Gay Unions Shed Light on Gender in Marriage
"For insights into healthy marriages, social scientists are looking in an unexpected place.
A growing body of evidence shows that same-sex couples have a great deal to teach everyone else about marriage and relationships. Most studies show surprisingly few differences between committed gay couples and committed straight couples, but the differences that do emerge have shed light on the kinds of conflicts that can endanger heterosexual relationships.
The findings offer hope that some of the most vexing problems are not necessarily entrenched in deep-rooted biological differences between men and women. And that, in turn, offers hope that the problems can be solved.
Next week, California will begin issuing marriage licenses to same-sex couples, reigniting the national debate over gay marriage. But relationship researchers say it also presents an opportunity to study the effects of marriage on the quality of all relationships.
“When I look at what’s happening in California, I think there’s a lot to be learned to explore how human beings relate to one another,” said Sondra E. Solomon, an associate professor of psychology at the University of Vermont. “How people care for each other, how they share responsibility, power and authority — those are the key issues in relationships.”
The stereotype for same-sex relationships is that they do not last. But that may be due, in large part, to the lack of legal and social recognition given to same-sex couples. Studies of dissolution rates vary widely.
After Vermont legalized same-sex civil unions in 2000, researchers surveyed nearly 1,000 couples, including same-sex couples and their heterosexual married siblings. The focus was on how the relationships were affected by common causes of marital strife like housework, sex and money.

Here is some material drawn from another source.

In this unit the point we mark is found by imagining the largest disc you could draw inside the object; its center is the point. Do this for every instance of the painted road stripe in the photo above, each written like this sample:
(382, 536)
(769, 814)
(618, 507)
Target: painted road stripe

Notably, same-sex relationships, whether between men or women, were far more egalitarian than heterosexual ones. In heterosexual couples, women did far more of the housework; men were more likely to have the financial responsibility; and men were more likely to initiate sex, while women were more likely to refuse it or to start a conversation about problems in the relationship. With same-sex couples, of course, none of these dichotomies were possible, and the partners tended to share the burdens far more equally.
While the gay and lesbian couples had about the same rate of conflict as the heterosexual ones, they appeared to have more relationship satisfaction, suggesting that the inequality of opposite-sex relationships can take a toll.
“Heterosexual married women live with a lot of anger about having to do the tasks not only in the house but in the relationship,” said Esther D. Rothblum, a professor of women’s studies at San Diego State University. “That’s very different than what same-sex couples and heterosexual men live with.”
Other studies show that what couples argue about is far less important than how they argue. The egalitarian nature of same-sex relationships appears to spill over into how those couples resolve conflict.